I think that the easiest thing to do is as you grow older, is at least to get yourself out of that state of mind as quickly as you possibly can, where you go, “I’m focusing on the past and I can’t do anything about it. Let me now shift my mindset to what I can do here in the present.” I think it all serves you at the end of the day, but at the same token, a lot of that is painful. We have to acknowledge the pain and forgive ourselves for the mistakes that we’ve made. Unfortunately, some people just cannot get past the point of that pain and can’t forgive themselves and that’s a whole other conversation.
[bctt tweet=”You choose your ‘why.’ Your ‘what’ chooses you.” username=””]
I call it wisdom and I work on it every day to get as much wisdom as I can make. To always be mindful of some of the decisions that I made in the past, “Am I continuing a pattern doing that?” One of the benefits to age in this transition is that you do have those mistakes that you’ve made. Maybe that can offset the energy that someone younger has, is that you’ve made those mistakes. I think that’s extremely important for us to always remember. Especially, like the fact that you said that we need to forgive ourselves for the mistakes that we’ve made and I think that’s really key. This is a little fact. It’s 3,800 days left when you’re 50 for the average person who lives to the average length of time, because my daughter has 21,000 and it’s not good.
That can’t be right because that would be over ten years.
That’s the average person not in life, in working.
What do you do?
I only have 800 days to make a ton of money. I don’t have to work.
What are you going to do?
I’m going to play.
Why can’t you play now?
I do, but I wanted to play more.
I think it’s a little bit of a misnomer in terms of that whole success to significance conversation too, which is, “Why can’t you be significant in this very moment?” Interestingly enough, my TED Talk called You Are Significant. That’s very much aligned in our ways of thinking here. The fact of the matter is I look at my dad, as an example, who has been retired for the better part now of about 10 or 15 years. He hasn’t done all that much in those last 10 or 15 years and he can do whatever he wants, it’s his life.
This goes back to the conversation we were having about the need to be challenged. Who am I to put together Podcast Magazine? First of all, as soon as you start talking about a magazine, about podcasts, the haters come out and they’re like, “Why don’t we do a podcast about Podcast Magazine?” It’s dumb stuff. That’s going to happen but look at the same token, “I need the challenge.” Why shouldn’t Podcast Magazine have the ability to be as influential around podcasting as Billboard Magazine does around music or Wine Spectator does around wind or Cigar Aficionado around cigars? Is that possible? Could we have that influence with the magazine? I don’t know. Time will tell.

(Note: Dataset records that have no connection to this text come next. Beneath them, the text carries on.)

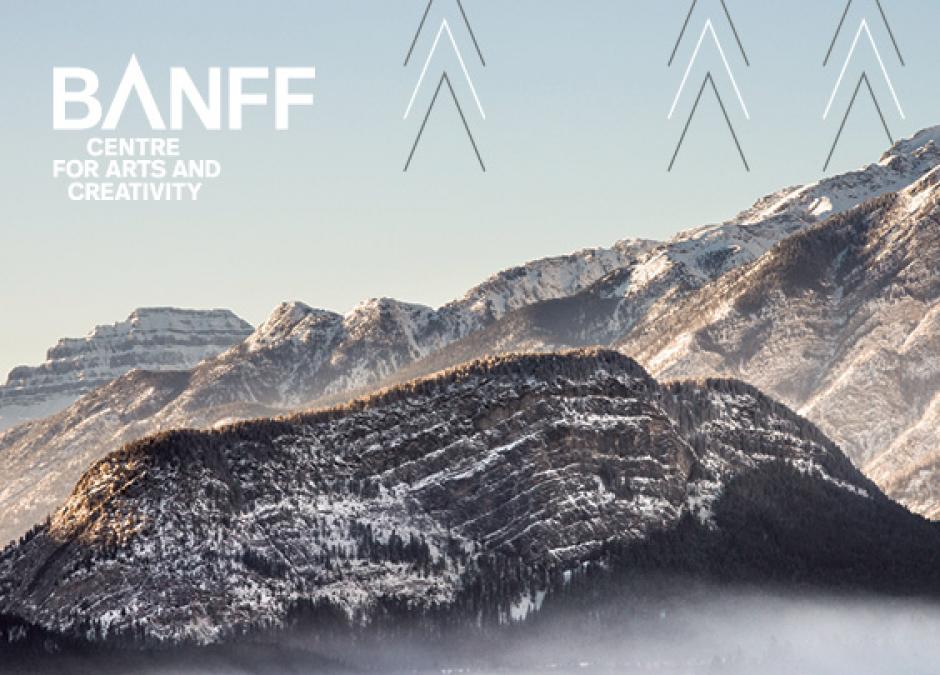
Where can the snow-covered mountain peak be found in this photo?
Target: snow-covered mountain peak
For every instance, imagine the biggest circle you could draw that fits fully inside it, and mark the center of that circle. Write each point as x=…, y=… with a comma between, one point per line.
x=155, y=338
x=291, y=322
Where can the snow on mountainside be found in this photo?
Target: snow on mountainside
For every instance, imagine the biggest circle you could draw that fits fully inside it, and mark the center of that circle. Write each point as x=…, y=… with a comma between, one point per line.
x=841, y=322
x=150, y=339
x=650, y=287
x=301, y=355
x=297, y=355
x=477, y=489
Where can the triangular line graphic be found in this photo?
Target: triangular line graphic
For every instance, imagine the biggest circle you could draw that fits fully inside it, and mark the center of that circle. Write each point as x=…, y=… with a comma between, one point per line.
x=708, y=80
x=427, y=63
x=427, y=116
x=863, y=79
x=884, y=71
x=708, y=28
x=685, y=26
x=845, y=14
x=424, y=19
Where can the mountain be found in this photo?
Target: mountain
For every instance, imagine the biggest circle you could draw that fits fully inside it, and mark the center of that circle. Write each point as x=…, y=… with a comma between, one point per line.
x=480, y=493
x=841, y=322
x=150, y=339
x=649, y=288
x=303, y=356
x=297, y=355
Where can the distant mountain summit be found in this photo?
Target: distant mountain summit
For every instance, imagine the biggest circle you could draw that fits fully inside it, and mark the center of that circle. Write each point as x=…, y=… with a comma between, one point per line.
x=480, y=493
x=303, y=357
x=150, y=339
x=842, y=322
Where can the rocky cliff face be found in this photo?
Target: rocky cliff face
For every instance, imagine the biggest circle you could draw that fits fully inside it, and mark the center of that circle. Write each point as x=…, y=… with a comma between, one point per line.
x=150, y=339
x=840, y=322
x=477, y=489
x=299, y=354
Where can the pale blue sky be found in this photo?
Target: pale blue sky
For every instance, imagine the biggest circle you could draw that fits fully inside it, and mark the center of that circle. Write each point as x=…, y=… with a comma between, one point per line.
x=576, y=141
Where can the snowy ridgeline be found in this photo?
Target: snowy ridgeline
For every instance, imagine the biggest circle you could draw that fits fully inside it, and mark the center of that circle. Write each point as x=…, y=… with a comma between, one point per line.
x=476, y=492
x=150, y=339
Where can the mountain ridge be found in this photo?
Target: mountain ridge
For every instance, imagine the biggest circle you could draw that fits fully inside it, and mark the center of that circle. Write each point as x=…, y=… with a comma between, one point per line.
x=472, y=491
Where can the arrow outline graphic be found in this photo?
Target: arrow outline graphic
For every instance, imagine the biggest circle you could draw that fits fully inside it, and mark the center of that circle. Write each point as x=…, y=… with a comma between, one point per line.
x=863, y=79
x=424, y=18
x=884, y=17
x=706, y=81
x=708, y=27
x=863, y=26
x=445, y=78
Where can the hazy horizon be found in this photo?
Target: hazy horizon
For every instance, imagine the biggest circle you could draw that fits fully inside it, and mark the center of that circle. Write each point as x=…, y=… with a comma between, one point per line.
x=576, y=142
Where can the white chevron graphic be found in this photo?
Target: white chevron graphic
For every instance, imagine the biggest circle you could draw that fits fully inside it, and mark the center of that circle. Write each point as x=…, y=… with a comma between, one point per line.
x=708, y=28
x=863, y=27
x=424, y=71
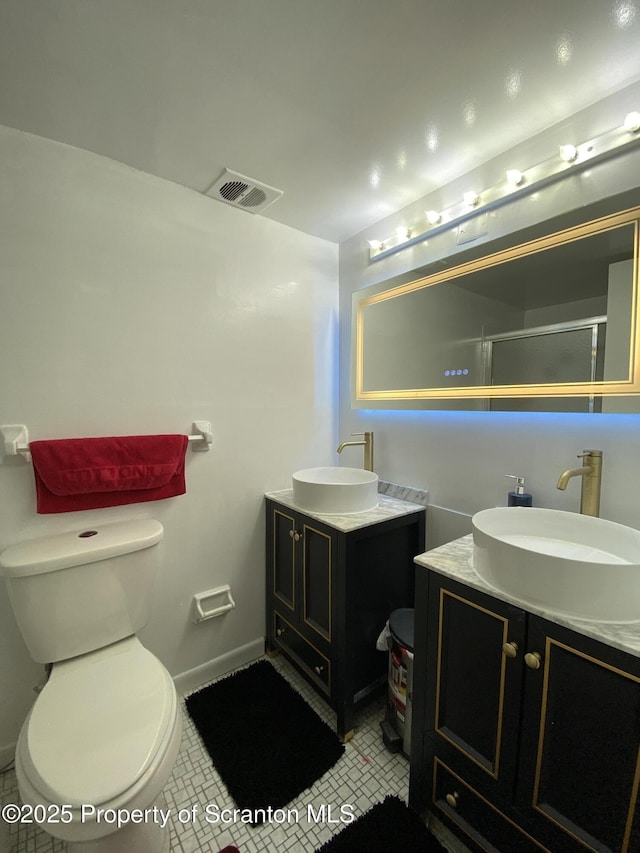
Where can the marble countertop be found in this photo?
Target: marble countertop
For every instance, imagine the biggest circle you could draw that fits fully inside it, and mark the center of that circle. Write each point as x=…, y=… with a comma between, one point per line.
x=455, y=561
x=388, y=507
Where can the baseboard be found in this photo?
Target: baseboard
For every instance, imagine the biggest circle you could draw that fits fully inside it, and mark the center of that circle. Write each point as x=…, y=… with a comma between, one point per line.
x=194, y=678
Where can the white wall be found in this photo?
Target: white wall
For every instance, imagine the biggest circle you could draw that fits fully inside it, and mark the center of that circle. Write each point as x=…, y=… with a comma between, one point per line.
x=132, y=305
x=461, y=457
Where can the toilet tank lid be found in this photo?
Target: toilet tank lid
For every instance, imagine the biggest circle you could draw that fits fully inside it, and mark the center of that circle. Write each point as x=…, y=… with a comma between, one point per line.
x=78, y=547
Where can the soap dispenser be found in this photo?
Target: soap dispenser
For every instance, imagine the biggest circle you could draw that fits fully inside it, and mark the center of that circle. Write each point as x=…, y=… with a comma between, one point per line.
x=519, y=497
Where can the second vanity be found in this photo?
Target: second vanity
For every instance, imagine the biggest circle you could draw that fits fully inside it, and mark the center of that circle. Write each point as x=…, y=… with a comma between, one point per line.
x=526, y=725
x=332, y=583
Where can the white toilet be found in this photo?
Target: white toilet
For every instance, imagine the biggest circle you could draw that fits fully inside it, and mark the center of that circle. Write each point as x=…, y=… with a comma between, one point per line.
x=104, y=732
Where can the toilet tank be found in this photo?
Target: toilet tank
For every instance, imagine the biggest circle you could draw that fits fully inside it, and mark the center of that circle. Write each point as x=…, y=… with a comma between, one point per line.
x=76, y=592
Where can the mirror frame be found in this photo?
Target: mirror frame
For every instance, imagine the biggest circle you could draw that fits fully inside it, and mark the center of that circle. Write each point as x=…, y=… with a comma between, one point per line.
x=628, y=387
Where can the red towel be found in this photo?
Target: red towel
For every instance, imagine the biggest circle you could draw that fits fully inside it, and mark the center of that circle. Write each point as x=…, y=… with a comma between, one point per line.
x=89, y=473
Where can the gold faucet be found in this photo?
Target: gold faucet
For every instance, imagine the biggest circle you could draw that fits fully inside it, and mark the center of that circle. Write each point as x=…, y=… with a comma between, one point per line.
x=367, y=443
x=591, y=473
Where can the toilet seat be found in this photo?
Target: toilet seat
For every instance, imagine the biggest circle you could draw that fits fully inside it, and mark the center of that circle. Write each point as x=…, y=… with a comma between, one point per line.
x=99, y=725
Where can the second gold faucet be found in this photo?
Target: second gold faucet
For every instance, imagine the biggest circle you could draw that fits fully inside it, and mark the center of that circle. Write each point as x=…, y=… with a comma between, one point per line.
x=591, y=473
x=367, y=443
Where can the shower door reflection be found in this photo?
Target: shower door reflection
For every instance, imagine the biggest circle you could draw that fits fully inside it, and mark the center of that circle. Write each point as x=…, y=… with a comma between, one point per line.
x=551, y=354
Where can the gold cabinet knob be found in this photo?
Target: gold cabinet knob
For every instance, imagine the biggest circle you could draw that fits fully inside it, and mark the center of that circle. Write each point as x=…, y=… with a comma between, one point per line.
x=510, y=649
x=533, y=660
x=452, y=799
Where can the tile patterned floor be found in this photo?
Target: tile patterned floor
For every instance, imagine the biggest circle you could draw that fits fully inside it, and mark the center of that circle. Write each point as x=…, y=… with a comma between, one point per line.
x=365, y=774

For me significance, isn’t just clients, helping and going down the entrepreneur path. For me, making that impact and significance is making sure that in 100 years, it matters what I did. I’m 100% German, it’s always about cleaning and making sure the house is spic and span and the kids, yell at them when they were little. My mom would say, “In 100 years, it doesn’t matter that your floor was swept now, but what will matter in 100 years is the impact that you had on your children and your children’s children that they say, ‘Years ago, your great, great, great grandmother loved doing this. She made an impact here.’” It’s not that when you move from success to significance that you start getting in a rocking chair. It’s more that you have the opportunity and the wherewithal to be able to influence anything you choose to influence. Anything you can choose to do.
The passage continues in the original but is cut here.